Precious Daughter, Lois, It’s over twenty-two years since you walked into my office for help with depression , which we decided was secondary to chronic pain brought on by multiple abdominal surgeries. You told me your birth family was “close”. Little did I know just how “close” your family was! Nine years passed, during which you saw me off and on. I didn’t seem to be able to make much of a dent in your depression. Then again, other people and approaches to dealing with pain and depression didn’t seem to help either. There were some indications that your parents weren’t quite as nice as you claimed. For example, they blamed you when a blizzard made you late in getting home, and they seemed to see their own illnesses as more important than yours, but nothing foreshadowed the horror you have described here. Were someone like you to walk into my office today, I would suspect severe abuse, but then, it didn’t cross my mind.

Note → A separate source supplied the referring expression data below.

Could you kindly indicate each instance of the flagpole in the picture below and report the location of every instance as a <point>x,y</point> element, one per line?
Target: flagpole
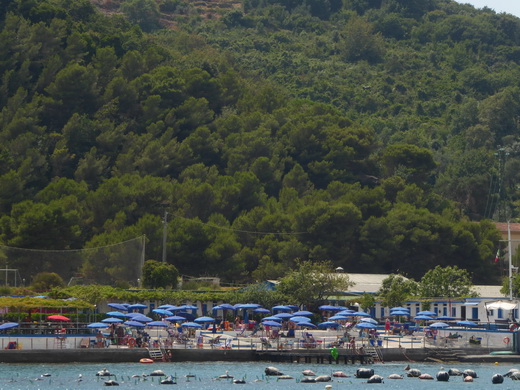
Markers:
<point>510,261</point>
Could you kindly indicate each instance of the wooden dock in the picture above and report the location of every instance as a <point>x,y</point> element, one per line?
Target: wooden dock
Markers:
<point>319,357</point>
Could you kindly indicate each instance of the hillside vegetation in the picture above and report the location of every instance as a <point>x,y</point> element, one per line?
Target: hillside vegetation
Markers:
<point>372,133</point>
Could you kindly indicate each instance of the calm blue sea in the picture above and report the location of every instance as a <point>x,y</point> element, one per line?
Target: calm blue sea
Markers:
<point>66,376</point>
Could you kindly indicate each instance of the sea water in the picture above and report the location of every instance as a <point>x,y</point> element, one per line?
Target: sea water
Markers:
<point>203,376</point>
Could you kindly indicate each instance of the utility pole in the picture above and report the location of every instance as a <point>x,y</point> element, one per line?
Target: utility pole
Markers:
<point>165,232</point>
<point>509,249</point>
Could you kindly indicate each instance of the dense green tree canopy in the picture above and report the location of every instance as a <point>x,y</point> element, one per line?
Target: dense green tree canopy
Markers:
<point>373,134</point>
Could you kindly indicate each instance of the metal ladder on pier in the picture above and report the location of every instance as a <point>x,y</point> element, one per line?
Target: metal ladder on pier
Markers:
<point>374,353</point>
<point>156,354</point>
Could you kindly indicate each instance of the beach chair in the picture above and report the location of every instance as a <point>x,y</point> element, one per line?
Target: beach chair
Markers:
<point>241,331</point>
<point>215,342</point>
<point>266,344</point>
<point>227,344</point>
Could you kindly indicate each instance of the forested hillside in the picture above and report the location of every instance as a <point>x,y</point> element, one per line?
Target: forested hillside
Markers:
<point>372,133</point>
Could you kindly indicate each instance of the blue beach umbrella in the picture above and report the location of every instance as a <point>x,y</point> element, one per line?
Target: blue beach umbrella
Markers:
<point>400,308</point>
<point>9,325</point>
<point>272,318</point>
<point>338,317</point>
<point>346,312</point>
<point>399,313</point>
<point>191,325</point>
<point>118,306</point>
<point>427,313</point>
<point>284,316</point>
<point>142,318</point>
<point>261,310</point>
<point>116,314</point>
<point>303,313</point>
<point>175,308</point>
<point>328,324</point>
<point>366,325</point>
<point>423,318</point>
<point>247,306</point>
<point>274,324</point>
<point>137,306</point>
<point>299,319</point>
<point>305,324</point>
<point>185,314</point>
<point>112,320</point>
<point>165,307</point>
<point>203,320</point>
<point>135,324</point>
<point>281,308</point>
<point>227,306</point>
<point>330,308</point>
<point>466,323</point>
<point>162,312</point>
<point>439,325</point>
<point>97,325</point>
<point>159,324</point>
<point>175,318</point>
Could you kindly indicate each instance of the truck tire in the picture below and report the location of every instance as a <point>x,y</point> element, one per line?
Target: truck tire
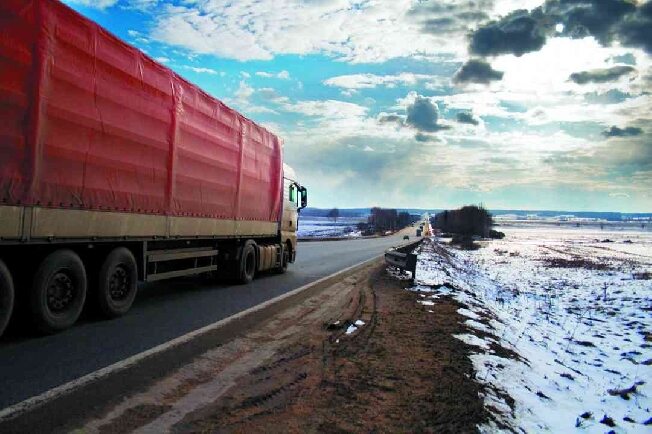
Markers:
<point>285,259</point>
<point>6,296</point>
<point>117,283</point>
<point>58,292</point>
<point>247,266</point>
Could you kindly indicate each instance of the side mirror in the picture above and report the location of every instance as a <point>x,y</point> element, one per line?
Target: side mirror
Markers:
<point>304,197</point>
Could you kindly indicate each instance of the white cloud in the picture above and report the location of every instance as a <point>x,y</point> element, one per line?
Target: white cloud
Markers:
<point>283,75</point>
<point>204,70</point>
<point>97,4</point>
<point>369,81</point>
<point>142,5</point>
<point>350,30</point>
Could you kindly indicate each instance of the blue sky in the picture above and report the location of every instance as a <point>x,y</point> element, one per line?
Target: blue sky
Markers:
<point>431,104</point>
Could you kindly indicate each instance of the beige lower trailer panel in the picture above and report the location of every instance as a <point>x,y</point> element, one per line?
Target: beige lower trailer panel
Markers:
<point>27,223</point>
<point>11,221</point>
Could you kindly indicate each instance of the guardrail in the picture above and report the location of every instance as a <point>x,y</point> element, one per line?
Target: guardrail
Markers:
<point>402,257</point>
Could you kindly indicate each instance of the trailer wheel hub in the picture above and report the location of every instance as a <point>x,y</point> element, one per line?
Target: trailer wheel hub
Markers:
<point>61,292</point>
<point>119,283</point>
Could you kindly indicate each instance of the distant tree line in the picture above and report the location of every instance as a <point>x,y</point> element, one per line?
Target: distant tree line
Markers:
<point>381,220</point>
<point>469,220</point>
<point>333,214</point>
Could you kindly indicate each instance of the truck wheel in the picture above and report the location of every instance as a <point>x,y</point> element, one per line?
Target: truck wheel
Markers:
<point>285,258</point>
<point>247,267</point>
<point>117,284</point>
<point>6,296</point>
<point>58,291</point>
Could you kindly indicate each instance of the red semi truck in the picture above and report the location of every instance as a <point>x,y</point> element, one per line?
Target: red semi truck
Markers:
<point>114,170</point>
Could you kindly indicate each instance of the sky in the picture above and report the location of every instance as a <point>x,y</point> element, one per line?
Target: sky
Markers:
<point>515,104</point>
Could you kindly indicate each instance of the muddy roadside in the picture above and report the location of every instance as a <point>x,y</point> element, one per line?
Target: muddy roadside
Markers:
<point>301,372</point>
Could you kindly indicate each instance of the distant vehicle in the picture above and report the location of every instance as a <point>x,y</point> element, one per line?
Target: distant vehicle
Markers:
<point>114,170</point>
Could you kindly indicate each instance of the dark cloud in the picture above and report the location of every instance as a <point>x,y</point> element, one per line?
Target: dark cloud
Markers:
<point>601,75</point>
<point>425,138</point>
<point>612,96</point>
<point>622,132</point>
<point>391,118</point>
<point>598,18</point>
<point>517,33</point>
<point>467,118</point>
<point>477,71</point>
<point>525,31</point>
<point>635,29</point>
<point>423,115</point>
<point>627,59</point>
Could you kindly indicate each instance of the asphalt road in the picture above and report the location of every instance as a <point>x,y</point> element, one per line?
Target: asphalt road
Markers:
<point>163,311</point>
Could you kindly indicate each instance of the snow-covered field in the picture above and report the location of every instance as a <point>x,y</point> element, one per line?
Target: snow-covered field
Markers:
<point>322,227</point>
<point>562,323</point>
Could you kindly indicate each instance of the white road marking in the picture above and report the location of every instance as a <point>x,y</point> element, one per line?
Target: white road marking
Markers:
<point>39,400</point>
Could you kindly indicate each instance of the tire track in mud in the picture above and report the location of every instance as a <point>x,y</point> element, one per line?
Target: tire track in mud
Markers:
<point>402,371</point>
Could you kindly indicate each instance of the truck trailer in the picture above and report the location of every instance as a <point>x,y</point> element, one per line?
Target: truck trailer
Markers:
<point>115,170</point>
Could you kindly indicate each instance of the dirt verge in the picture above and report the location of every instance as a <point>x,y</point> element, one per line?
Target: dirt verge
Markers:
<point>300,372</point>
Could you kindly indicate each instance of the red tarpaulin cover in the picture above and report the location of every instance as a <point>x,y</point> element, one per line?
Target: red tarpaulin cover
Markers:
<point>90,122</point>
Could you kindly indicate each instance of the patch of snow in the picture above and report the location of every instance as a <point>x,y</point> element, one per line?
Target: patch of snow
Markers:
<point>473,340</point>
<point>580,334</point>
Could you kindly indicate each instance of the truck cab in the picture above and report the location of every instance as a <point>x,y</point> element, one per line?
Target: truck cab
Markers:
<point>295,198</point>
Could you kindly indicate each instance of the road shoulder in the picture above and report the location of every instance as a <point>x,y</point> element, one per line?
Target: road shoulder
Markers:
<point>402,370</point>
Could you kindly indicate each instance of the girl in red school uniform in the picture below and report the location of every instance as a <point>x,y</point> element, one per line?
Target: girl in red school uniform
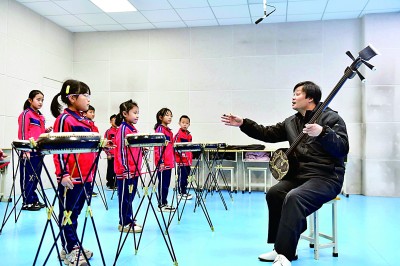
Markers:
<point>31,124</point>
<point>183,159</point>
<point>76,95</point>
<point>165,160</point>
<point>127,166</point>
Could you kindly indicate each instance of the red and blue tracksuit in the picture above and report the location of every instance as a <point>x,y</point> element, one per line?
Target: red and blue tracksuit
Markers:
<point>110,136</point>
<point>166,161</point>
<point>127,165</point>
<point>66,165</point>
<point>31,124</point>
<point>183,160</point>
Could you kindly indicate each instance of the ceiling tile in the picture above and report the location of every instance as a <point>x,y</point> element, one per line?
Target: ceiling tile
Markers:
<point>234,21</point>
<point>305,17</point>
<point>231,11</point>
<point>150,5</point>
<point>161,15</point>
<point>78,15</point>
<point>79,6</point>
<point>96,19</point>
<point>383,4</point>
<point>66,20</point>
<point>342,15</point>
<point>30,1</point>
<point>46,8</point>
<point>80,29</point>
<point>306,7</point>
<point>272,19</point>
<point>108,27</point>
<point>258,10</point>
<point>201,22</point>
<point>227,2</point>
<point>170,24</point>
<point>139,26</point>
<point>188,4</point>
<point>128,17</point>
<point>345,6</point>
<point>195,13</point>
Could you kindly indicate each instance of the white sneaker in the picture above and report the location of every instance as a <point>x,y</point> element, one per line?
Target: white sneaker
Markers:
<point>269,256</point>
<point>281,260</point>
<point>165,208</point>
<point>72,258</point>
<point>135,229</point>
<point>63,255</point>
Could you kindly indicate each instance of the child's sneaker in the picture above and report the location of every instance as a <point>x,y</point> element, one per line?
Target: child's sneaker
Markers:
<point>63,255</point>
<point>30,207</point>
<point>75,258</point>
<point>165,208</point>
<point>185,196</point>
<point>136,228</point>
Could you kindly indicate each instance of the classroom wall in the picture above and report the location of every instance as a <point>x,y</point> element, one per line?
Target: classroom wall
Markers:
<point>381,111</point>
<point>248,70</point>
<point>31,48</point>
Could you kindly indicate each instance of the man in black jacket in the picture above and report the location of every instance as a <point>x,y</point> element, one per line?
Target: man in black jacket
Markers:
<point>319,171</point>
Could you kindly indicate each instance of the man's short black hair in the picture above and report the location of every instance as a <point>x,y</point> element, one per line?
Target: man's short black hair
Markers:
<point>311,90</point>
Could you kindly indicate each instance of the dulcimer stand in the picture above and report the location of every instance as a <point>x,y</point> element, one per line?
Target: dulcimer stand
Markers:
<point>65,145</point>
<point>20,148</point>
<point>193,180</point>
<point>144,142</point>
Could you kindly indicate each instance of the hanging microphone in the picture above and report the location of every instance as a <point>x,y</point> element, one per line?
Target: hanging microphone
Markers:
<point>265,12</point>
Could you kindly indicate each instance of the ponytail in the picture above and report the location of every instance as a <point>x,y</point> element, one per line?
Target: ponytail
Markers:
<point>124,107</point>
<point>55,106</point>
<point>31,96</point>
<point>161,113</point>
<point>69,88</point>
<point>118,119</point>
<point>27,104</point>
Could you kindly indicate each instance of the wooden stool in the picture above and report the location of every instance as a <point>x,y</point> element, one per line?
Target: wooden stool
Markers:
<point>314,234</point>
<point>230,169</point>
<point>258,169</point>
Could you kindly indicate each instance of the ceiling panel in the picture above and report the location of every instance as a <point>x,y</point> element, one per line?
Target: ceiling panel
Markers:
<point>162,15</point>
<point>47,8</point>
<point>188,4</point>
<point>195,13</point>
<point>307,7</point>
<point>128,17</point>
<point>78,6</point>
<point>227,12</point>
<point>96,19</point>
<point>83,15</point>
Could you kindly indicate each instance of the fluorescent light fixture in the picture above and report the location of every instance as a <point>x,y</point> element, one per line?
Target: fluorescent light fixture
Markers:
<point>110,6</point>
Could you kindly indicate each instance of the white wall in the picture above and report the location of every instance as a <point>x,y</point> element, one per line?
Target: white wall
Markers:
<point>248,70</point>
<point>204,72</point>
<point>31,48</point>
<point>381,111</point>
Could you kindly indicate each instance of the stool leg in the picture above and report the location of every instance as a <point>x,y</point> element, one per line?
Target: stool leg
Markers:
<point>249,181</point>
<point>316,235</point>
<point>265,182</point>
<point>334,229</point>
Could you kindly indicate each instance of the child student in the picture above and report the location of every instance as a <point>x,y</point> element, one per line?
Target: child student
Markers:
<point>183,159</point>
<point>31,124</point>
<point>166,161</point>
<point>76,95</point>
<point>90,114</point>
<point>127,165</point>
<point>110,136</point>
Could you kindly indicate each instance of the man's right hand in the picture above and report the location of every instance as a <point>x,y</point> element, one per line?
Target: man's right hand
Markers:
<point>232,120</point>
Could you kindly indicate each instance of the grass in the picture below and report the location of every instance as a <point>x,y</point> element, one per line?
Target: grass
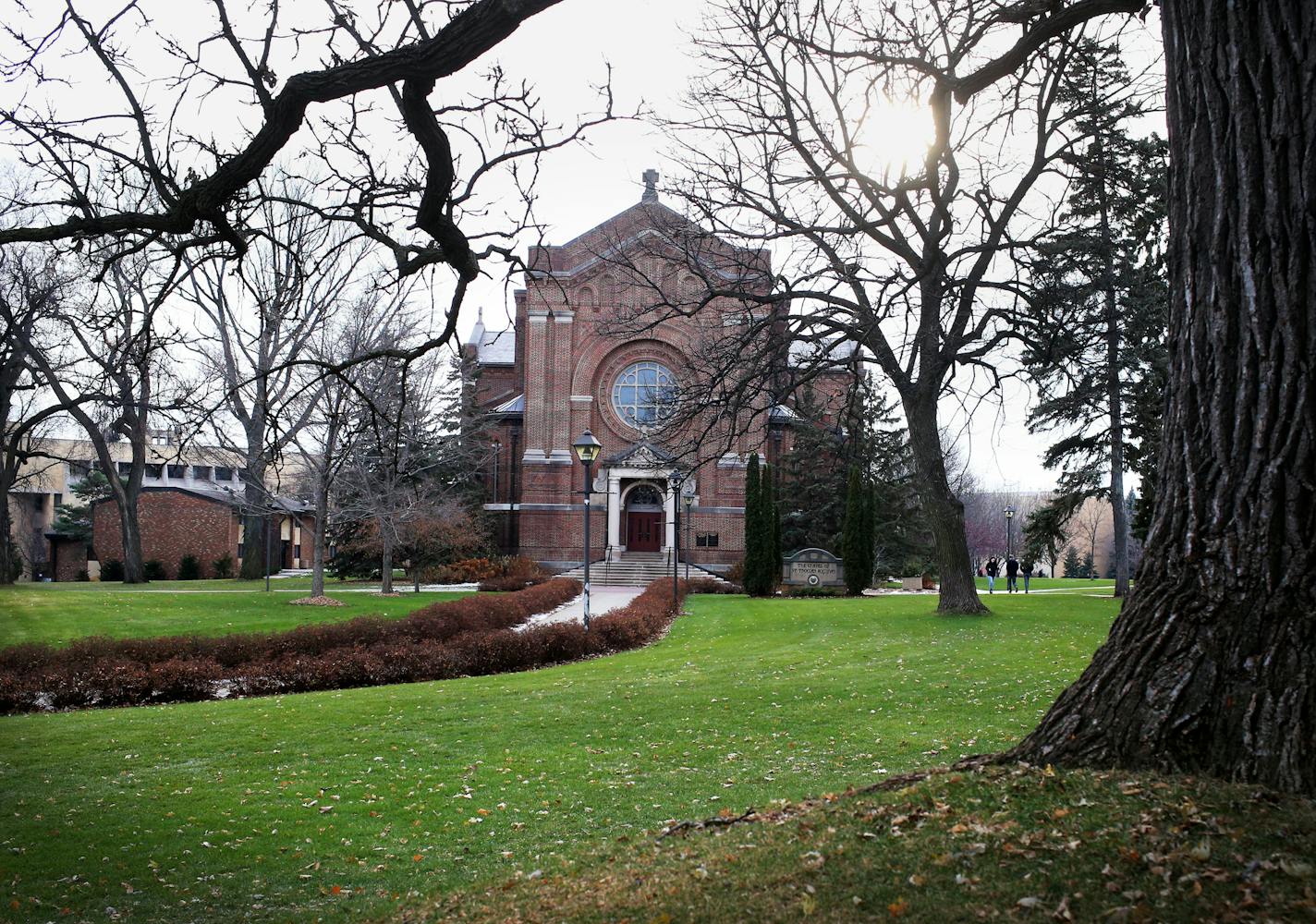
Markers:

Two events closely preceded the onset of your recovered memories. Like many depressed people, you could not access any feelings of anger. I began suggesting things that would make almost anyone angry, saying, in the first person, “You can rob me and I won’t get angry.” Nothing worked until I said, “You can tell me to spread my legs and I won’t get angry.” At that, you did get angry. On another occasion, you told me the following story about your family: Your sister, then a teenager, wanted some money. Your father agreed to play a board game with her. If she won the game, she got the money. I asked what happened if she lost the game. You told me that, if she lost the game, your father got to spank her. Little did I know what “spanking” meant in your family, but I did suggest that getting pleasure out of spanking had sexual implications. (Note: I did NOT say that it indicated sexual or even physical abuse.) I’m not sure which of these two events precipitated your recalling between sessions that your father had molested you. After that, the memories came thick and fast, getting ever more sadistic and bizarre. You’ve told me your parents said the more bizarre the abuse was, the less likely anyone would believe you.

Though the False Memory Foundation alleges that recovered memories result from suggestion by the therapist, I did not and could not have suggested your memories. Never in my wildest nightmares did I imagine such scenes.